Course XXII - Teaching 2: Transition
Things die in this world, and this is a judgment emerged in the understanding of man by means of quite simple observation.
What lacks Beginning, what Is, what is Immortal, is intuition, an irrational glimpse of divine character, achieved by those beings who were able and knew how to promote their inner and essential values.
An ordinary man can just easily see that all those things, which are born and have a beginning in this world, contain the germ of their own destruction. So, one knows that all those things that are born have to die.
But this terrible certainty given by reason to the man, leads the Old Man, who refuses to die or be aware of the death of those things necessary and dear to him, to invent lies and build on them a method of life to defend his own conquests. And since all these conquests perish, because eternity is not his attribute, again he is wrong in his quest for perdurability in quantity. Many loves, knowledge, much money and much power.
Some lies of the Old Man can be very subtle, like those given by a false eternity, i.e., through “survival in my children” or “survival in my work”; in both cases, even on the most idealistic plane, these are extensions of his own personality and, as such, superficial extensions.

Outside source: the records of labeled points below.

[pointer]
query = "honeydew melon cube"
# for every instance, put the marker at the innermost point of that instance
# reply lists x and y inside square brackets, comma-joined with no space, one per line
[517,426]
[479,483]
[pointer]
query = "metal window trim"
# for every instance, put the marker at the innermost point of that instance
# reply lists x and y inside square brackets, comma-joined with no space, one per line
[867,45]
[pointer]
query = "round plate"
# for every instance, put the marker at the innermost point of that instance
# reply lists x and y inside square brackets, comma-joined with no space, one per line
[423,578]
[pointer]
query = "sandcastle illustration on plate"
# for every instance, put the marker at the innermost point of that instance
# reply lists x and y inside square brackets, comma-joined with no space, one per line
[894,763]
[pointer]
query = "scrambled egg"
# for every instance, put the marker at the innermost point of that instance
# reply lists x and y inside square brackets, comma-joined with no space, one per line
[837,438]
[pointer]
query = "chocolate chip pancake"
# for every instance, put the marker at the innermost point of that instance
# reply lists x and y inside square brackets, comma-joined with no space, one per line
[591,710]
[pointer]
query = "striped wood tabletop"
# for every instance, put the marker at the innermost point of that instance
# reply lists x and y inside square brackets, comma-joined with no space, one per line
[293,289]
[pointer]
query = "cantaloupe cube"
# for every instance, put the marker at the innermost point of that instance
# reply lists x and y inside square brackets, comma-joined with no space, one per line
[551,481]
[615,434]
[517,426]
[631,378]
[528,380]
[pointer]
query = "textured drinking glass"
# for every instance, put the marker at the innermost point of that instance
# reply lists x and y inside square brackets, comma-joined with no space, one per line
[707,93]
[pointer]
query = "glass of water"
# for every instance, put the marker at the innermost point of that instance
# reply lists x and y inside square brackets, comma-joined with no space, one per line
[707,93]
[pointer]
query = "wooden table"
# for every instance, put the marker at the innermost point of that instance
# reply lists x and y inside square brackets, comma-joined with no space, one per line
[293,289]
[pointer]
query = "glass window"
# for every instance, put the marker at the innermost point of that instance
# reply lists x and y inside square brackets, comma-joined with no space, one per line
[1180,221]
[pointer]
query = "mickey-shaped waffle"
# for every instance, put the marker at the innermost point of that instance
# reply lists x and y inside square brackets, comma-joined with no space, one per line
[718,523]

But a man who wants to stop being the Old Man, who wants to be New Man, is not wrong.
When the higher part of his soul illuminates internally his being with Divine and Eternal Light, and points him the Path by means of a glimpse, and even when this effulgence dissipates and the lower part of his soul attacks again with its arsenal of lies, the New Man that is Being Born, sustained by the Divine Mother’s Love, sharps his inner look and peeps in expectancy at the transient darkness and meditates on the values of those lies.
Among other things, he reflects about “his death”. And because now he observes from his essential part, the individual sees death as something transcendental and solemn, but does not fear it any more. He “knows” that death is like a gate through which this Path glimpsed by him extends toward another world of chances. And he gets ready for his time to cross it. To get ready for death: this means not to lose a second by fostering attachments to transient things and to one’s mortal “ego”; on the contrary, we should exercise the contemplation of Divine Things, being assisted by new habits which, like that of Meditation, can transmute his human and personal values into divine and unitive values which may convert his life into a loving fulfillment of the plan for the Divine Work.
When it is time for the end pf his present possibilities, he can die as a saint who, after having lived according to the Divine Mother’s Will, willingly enters death to participate continuously in the Great Work.